Omicidio Sarchié, al processo in cui è imputato per favoreggiamento, ricettazione e riciclaggio il catanese Santo Seminara sono stati sentiti i due figli del commerciante di pesce ucciso. Tra le domande quella se avessero riconosciuto come del padre oggetti che erano stati ritrovati nel capannone di Santo Seminara, a Castelraimondo e dove Giuseppe Farina, condannato all’ergastolo insieme al figlio Salvatore per il delitto, si sarebbe occupato di smontare il furgone di Sarchiè.
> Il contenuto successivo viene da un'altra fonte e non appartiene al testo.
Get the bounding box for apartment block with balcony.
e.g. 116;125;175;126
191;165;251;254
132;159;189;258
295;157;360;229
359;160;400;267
Jennifer, sentita per prima al processo, che si sta svolgendo al tribunale di Macerata, ha confermato che «per prima cosa ho riconosciuto la foto di mia nonna». Quando le è stato chiesto di suo padre, ha detto «era un pilastro della mia famiglia». Tra le domande anche quella sul pesce che aveva la mattina in cui è stato ucciso (il 18 giugno 2014). Jennifer ha risposto che soprattutto lui aveva il palombo, «un pesce particolare che si acquista solo a Porto San Giorgio e che i Farina non potevano avere».
Da sinistra: Jennifer Sarchiè, la madre Ave Palestini e i loro legali, gli avvocati Orlando Ruggieri e Mauro Gionni
Al processo l’accusa è sostenuta dai pm Stefania Ciccioli e Claudio Rastrelli. Seminara è assistito dagli avvocati Maila Catani e Nicola Pandolfi. I familiari del commerciante di pesce sono parte civile, assistiti dagli avvocati Orlando Ruggieri e Mauro Gionni. Pietro Sarchiè, originario di San Benedetto, era stato ucciso a colpi di pistola dopo essere stato intercettato da Giuseppe e Salvatore Farina, nel comune di Pioraco. Portato in località Valle dei Grilli di San Severino avevano cercato di bruciare il cadavere e poi lo avevano seppellito. Per la procura di Macerata il movente era la concorrenza nel mondo del commercio ambulante di pesce.